Companies like SAIC and CGI don't get billions of dollars in contracts because they employ the most brilliant and creative programmers in the world. They get those contracts because they're experts in working the federal contracting system. In fact, the Healthcare.gov contract was awarded to a CGI subsidiary called CGI Federal, so named because its reason for existing is to win federal contracts. If you're an NPR listener, you've probably heard, "This program is made possible by General Dynamics IT." You may have thought, "A weapons company does IT? That's weird." But if there's anything weapons manufacturers know, it's how to get a hold of taxpayer money, and there's big money there. General Dynamics' IT division took in $10 billion last year, mostly from the government. Lockheed Martin, the largest government contractor ($37 billion in federal contracts in 2012) has an IT unit as well; its 2012 revenue was $8.8 billion. They were the ones who did the second phase of the FBI's tech revamp and had to be kicked off the project (and guess who's the lead contractor on the F-35).

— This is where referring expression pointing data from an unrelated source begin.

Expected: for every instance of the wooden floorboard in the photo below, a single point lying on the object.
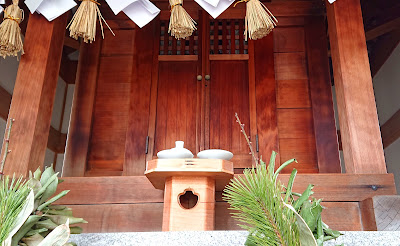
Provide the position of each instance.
(137, 189)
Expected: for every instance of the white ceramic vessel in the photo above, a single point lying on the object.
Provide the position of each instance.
(215, 154)
(179, 152)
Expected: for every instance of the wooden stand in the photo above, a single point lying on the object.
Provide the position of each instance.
(189, 190)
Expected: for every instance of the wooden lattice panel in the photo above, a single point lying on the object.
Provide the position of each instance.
(171, 46)
(227, 37)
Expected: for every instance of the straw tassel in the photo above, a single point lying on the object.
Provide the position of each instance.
(181, 25)
(10, 32)
(83, 23)
(259, 21)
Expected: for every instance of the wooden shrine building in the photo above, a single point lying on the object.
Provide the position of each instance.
(138, 92)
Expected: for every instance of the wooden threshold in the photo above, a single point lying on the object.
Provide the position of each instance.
(178, 57)
(138, 189)
(131, 203)
(229, 57)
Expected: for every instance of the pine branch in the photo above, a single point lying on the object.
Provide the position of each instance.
(258, 204)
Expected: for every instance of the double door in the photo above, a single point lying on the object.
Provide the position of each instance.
(201, 83)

Hindsight is 20/20, of course. But given the way federal contracting works—and the abysmal record of government IT projects—if the Obama administration had the proper foresight, it would have realized that the ordinary procurement process would probably doom this project, at least in its initial stages. So what could they have done differently? The smartest thing might have been to recruit bidders from outside the world of government contracting, with a public push that highlighted the absurdity of the existing contracting system, made clear the technical hurdles Healthcare.gov would have to overcome, and challenged companies to come forward and see if they could achieve what the big government contractors probably couldn't. There are surely hundreds of technology companies that could have completed every aspect of this project—companies with the technical expertise to handle the job, but whose business models aren't predicated on making their projects as complex and costly as possible. There would have been hoops to jump through to make the process compatible with existing procurement rules, but it could have been done.
Before Republicans start feeling too vindicated by the failures of Healthcare.gov, they should remember that they were the biggest advocates of outsourcing government tasks to private contractors like CGI. They told us that private companies would always do things cheaper and more effectively than government could. Government contracting exploded during the Bush years; the total value of federal contracts was just over $200 billion in 2000, but increased to well over $500 billion by the end of Bush's term (it has declined slightly during the Obama administration, but remains over half a trillion dollars a year).
This isn't just a government problem. It isn't just a private-sector problem, either. It's a result of what happens when the two come together and there are ungodly amounts of money to be made. But we should never forget that large systems—and all their pathologies—are the product of individual decisions made by human beings. There's nothing inevitable or eternal about them. They can be changed and improved. It isn't easy, but we just have to try.